1. Can someone post some additional detailed photos of the underside of the bench top? I want to see how the backside of the intermediary supports were connected to the rear skirt. Appears to be straight forward but I'l like to see more photos if anyone has the time.
2. Also, I curious if anyone has the measurements for drilling the holes for the pipes. How far down on the vertical and horizontal bores to ensure clearance of the clamps and ensure the top MDF boards lie flush to the surrounding surface?
I plan on using Sounthern Yellow pine as its readily available at Lowes/Home Depot.

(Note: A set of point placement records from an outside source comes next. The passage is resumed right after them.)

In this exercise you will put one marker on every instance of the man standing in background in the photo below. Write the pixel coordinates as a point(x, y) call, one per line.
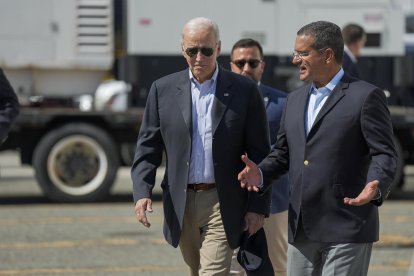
point(354, 39)
point(336, 141)
point(247, 60)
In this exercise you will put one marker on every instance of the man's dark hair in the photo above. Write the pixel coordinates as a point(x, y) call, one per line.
point(326, 35)
point(247, 43)
point(352, 33)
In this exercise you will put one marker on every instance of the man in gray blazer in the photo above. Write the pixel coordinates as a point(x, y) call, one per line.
point(9, 106)
point(335, 139)
point(204, 118)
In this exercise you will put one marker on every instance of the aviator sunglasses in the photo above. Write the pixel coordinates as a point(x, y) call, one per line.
point(253, 63)
point(191, 52)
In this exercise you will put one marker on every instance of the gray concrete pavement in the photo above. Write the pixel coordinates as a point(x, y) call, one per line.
point(42, 238)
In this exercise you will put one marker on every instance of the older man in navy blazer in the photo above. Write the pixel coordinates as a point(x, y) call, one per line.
point(204, 117)
point(9, 106)
point(247, 60)
point(335, 139)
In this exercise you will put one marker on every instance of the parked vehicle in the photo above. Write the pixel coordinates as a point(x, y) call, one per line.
point(77, 127)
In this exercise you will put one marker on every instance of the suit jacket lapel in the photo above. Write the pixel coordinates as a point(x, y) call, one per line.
point(303, 101)
point(183, 94)
point(222, 98)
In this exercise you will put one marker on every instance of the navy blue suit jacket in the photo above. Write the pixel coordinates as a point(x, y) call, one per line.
point(275, 102)
point(9, 106)
point(239, 126)
point(349, 145)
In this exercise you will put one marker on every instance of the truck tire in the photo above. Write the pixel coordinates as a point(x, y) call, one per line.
point(76, 163)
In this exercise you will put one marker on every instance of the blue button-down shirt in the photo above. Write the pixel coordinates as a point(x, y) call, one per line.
point(201, 162)
point(318, 97)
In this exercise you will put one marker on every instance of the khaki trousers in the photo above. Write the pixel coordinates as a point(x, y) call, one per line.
point(276, 227)
point(203, 242)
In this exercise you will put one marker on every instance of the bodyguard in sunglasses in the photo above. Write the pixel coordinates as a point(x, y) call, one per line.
point(9, 106)
point(335, 139)
point(205, 118)
point(247, 60)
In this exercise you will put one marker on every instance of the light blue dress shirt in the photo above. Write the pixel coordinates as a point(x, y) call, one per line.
point(201, 160)
point(318, 97)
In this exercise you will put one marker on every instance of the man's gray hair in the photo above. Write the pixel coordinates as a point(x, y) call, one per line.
point(201, 23)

Again, looks like a great bench that will fit all my needs.
Darren:
If you go back to the video, you will note links to related articles. One of them takes you to a PDF of the original article which has a detailed exploded view, with some measurements for holes and the like. Much of the missing data has been filled in on this thread.
Joe
Thanks Joe,I've got the PDF with the exploded view. I was just hoping to get some better measurements of the 10 inch well design. Specifically how far down to drill the horizontal and vertical holes to ensure proper clearance. Obviously that is the trickiest part of this project. I am assuming that 7/8 inch holes will suffice for the 1/2 inch pipe but I'll just have to measure carefully to get it right.Darren
Darren:
If John does not see your post and answer himself, you might post to his spot in the "ask the experts" section if you are a subscriber to the forum. Then you can hear it from the horse's mouth.